Business Victor Harbor present their new vision for economic development

Business Victor Harbor president Nick Gormley and deputy chair Mark Richards stand near Warland Reserve, a regional tourism hub.
Business Victor Harbor president Nick Gormley and deputy chair Mark Richards stand near Warland Reserve, a regional tourism hub.

Over the last nine to 10 months board members of Business Victor Harbor (BVH) have worked hard to review and re-positioning of itself to take on a leadership role in the economic development of the local community, says deputy chair Mark Richards.

Mr Richards said  BVH are focused on driving a vibrant sustainable and diverse community and following consultation with its members saw that private enterprise to be a “real driver” of economic enterprise. 

Mr Richards said in driving this agenda forward, it was up to the business community to support it and ensure its success. 

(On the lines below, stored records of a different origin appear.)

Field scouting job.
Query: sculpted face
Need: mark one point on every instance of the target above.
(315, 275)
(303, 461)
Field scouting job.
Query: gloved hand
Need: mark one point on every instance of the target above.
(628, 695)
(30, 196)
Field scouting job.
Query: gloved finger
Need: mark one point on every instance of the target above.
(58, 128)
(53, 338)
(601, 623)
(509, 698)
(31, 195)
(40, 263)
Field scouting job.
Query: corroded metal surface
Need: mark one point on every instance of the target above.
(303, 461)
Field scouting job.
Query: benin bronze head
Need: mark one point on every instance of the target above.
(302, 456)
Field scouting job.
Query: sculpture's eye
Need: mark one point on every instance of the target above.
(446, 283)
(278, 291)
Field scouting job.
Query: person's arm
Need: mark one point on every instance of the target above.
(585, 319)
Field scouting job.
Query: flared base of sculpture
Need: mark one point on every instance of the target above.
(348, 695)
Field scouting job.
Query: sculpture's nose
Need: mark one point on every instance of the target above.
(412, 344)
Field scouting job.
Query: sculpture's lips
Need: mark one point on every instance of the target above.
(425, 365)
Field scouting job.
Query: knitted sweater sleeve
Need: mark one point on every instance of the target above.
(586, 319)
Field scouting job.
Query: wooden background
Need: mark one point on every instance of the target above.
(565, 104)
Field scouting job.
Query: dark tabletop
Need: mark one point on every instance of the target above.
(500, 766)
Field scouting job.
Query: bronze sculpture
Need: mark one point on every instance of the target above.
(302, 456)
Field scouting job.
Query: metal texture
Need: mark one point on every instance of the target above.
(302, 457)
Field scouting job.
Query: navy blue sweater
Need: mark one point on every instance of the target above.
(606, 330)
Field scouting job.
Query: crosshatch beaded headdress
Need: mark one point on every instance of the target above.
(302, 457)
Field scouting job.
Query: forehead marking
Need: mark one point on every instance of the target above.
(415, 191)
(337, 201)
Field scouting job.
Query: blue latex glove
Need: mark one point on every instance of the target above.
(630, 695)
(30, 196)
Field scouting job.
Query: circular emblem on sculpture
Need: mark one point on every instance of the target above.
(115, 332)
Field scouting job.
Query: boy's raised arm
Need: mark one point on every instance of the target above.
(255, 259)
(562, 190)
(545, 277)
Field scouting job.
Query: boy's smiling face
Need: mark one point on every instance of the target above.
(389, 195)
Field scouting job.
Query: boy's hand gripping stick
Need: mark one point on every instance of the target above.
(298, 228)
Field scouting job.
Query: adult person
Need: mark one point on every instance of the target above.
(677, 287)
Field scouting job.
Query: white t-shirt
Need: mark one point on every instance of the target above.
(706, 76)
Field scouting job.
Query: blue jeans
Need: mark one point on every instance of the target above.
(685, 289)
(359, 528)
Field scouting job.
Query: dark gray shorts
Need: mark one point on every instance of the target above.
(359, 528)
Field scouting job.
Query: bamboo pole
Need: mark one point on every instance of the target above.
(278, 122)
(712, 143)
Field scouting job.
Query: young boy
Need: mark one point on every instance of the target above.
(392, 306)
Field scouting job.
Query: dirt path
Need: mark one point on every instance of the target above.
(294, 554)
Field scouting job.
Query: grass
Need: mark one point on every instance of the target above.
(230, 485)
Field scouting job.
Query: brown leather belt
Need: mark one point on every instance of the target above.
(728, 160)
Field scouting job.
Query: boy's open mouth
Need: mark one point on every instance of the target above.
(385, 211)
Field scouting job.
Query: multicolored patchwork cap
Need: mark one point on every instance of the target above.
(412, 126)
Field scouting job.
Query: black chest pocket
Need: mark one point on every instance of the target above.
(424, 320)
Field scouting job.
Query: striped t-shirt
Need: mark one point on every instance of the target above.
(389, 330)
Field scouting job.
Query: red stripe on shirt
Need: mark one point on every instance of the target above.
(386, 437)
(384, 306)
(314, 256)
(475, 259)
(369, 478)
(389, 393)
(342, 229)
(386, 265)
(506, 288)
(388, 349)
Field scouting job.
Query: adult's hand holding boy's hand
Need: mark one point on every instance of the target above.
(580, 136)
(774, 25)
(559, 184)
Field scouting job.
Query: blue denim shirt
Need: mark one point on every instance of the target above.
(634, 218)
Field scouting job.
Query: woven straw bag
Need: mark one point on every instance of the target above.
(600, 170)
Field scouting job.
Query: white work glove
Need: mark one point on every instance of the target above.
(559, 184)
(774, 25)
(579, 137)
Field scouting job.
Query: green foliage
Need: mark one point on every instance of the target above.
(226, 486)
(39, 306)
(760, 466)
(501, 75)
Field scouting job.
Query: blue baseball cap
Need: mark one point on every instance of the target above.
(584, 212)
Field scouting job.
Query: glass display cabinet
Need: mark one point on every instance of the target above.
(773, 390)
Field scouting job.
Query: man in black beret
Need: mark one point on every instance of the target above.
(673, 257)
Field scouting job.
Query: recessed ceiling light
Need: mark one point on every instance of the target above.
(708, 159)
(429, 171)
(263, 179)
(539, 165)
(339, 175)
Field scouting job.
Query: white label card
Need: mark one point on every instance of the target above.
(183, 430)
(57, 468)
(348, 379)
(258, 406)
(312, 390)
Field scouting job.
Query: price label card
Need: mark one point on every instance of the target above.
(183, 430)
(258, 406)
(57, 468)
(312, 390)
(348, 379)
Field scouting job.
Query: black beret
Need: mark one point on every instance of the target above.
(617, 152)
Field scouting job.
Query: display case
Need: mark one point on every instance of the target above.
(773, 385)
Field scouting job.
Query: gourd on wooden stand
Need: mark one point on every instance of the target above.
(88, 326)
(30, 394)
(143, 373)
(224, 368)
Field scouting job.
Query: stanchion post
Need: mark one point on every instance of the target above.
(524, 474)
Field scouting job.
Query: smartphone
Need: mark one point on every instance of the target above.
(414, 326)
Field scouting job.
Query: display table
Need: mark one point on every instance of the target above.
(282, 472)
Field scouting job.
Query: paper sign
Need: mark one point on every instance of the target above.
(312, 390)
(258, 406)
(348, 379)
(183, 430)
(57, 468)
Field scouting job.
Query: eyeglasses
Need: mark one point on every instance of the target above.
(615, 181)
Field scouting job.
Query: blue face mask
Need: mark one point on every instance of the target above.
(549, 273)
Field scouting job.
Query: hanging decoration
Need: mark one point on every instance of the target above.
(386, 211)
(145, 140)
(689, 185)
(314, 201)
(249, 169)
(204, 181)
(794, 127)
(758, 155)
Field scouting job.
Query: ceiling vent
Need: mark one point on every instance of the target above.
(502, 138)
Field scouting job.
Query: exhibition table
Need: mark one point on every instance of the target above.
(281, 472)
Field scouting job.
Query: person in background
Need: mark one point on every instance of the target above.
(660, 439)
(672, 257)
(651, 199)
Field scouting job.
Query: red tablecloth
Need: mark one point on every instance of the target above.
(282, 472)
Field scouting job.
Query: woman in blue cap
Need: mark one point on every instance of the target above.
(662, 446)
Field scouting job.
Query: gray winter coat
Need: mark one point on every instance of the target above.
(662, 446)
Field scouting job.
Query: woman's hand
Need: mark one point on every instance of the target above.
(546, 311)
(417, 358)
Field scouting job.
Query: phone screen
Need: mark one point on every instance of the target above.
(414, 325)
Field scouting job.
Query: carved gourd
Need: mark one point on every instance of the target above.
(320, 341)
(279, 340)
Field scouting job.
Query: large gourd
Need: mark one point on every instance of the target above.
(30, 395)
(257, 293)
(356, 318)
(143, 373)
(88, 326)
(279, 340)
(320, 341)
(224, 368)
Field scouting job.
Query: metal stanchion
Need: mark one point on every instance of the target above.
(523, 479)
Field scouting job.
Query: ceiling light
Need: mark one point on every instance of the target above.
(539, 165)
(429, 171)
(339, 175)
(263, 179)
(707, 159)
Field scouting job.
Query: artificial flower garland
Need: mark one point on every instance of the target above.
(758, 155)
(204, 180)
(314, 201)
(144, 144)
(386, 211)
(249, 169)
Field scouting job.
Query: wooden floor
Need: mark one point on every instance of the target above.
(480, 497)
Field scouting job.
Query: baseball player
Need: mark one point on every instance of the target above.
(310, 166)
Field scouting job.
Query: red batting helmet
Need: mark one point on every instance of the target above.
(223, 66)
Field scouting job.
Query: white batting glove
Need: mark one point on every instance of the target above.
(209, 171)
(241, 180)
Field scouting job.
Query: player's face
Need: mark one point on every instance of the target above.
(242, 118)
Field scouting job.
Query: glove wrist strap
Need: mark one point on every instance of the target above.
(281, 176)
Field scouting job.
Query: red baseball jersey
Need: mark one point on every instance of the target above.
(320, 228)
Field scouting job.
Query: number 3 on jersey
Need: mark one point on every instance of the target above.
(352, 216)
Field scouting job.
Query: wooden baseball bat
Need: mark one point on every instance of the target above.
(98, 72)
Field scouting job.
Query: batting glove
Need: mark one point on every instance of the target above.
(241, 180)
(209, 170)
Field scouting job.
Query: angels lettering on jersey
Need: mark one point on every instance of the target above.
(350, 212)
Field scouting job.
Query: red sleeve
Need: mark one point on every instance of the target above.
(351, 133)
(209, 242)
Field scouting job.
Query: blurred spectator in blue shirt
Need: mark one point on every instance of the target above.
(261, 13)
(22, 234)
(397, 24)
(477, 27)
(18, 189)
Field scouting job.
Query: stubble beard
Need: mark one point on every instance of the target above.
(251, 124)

Mr Richards and BVH president Nick Gormley said the group had decided that if they look at tourism as a major economic factor of the community, what was “desperately” needed in Victor, was four-star accommodation. 

“Whilst we have a number of good smaller operators, they tend to be in different parts of the market,” Mr Richards said.

“But if we are going to be truly internationally competitive, which we have to be to survive, we have to be able to cater to an international market.”

Mr Gormley said when looking at other coastal tourism hubs across the country, like Mandurah, Coffs Harbor, Port Stephens and Port Lincoln a high-end accommodation presence existed.

“It is important to be able to capture and hold tourists in the area by way of accommodation and allow them to move freely through the region to drive economic development,” Mr Gormley said. “Data has revealed that the average spend of a day-tripper to the region sits at around $68 per family, but if they stay just one night, that goes to $138.” Mr Richards said it could also allow the capacity for tourism wholesalers to put packages together for accommodation and activities to do in the region and take it to the market to travel agencies to put it to the market.

“We have an internationally renowned walking track – The Heysen Trail – which starts right in our back yard and if we have a high-end accommodation facility nearby we would draw more tourists to the region,” he said.

Mr Gormley and Mr Richards said they would welcome any developers to bring their ideas to the BVH.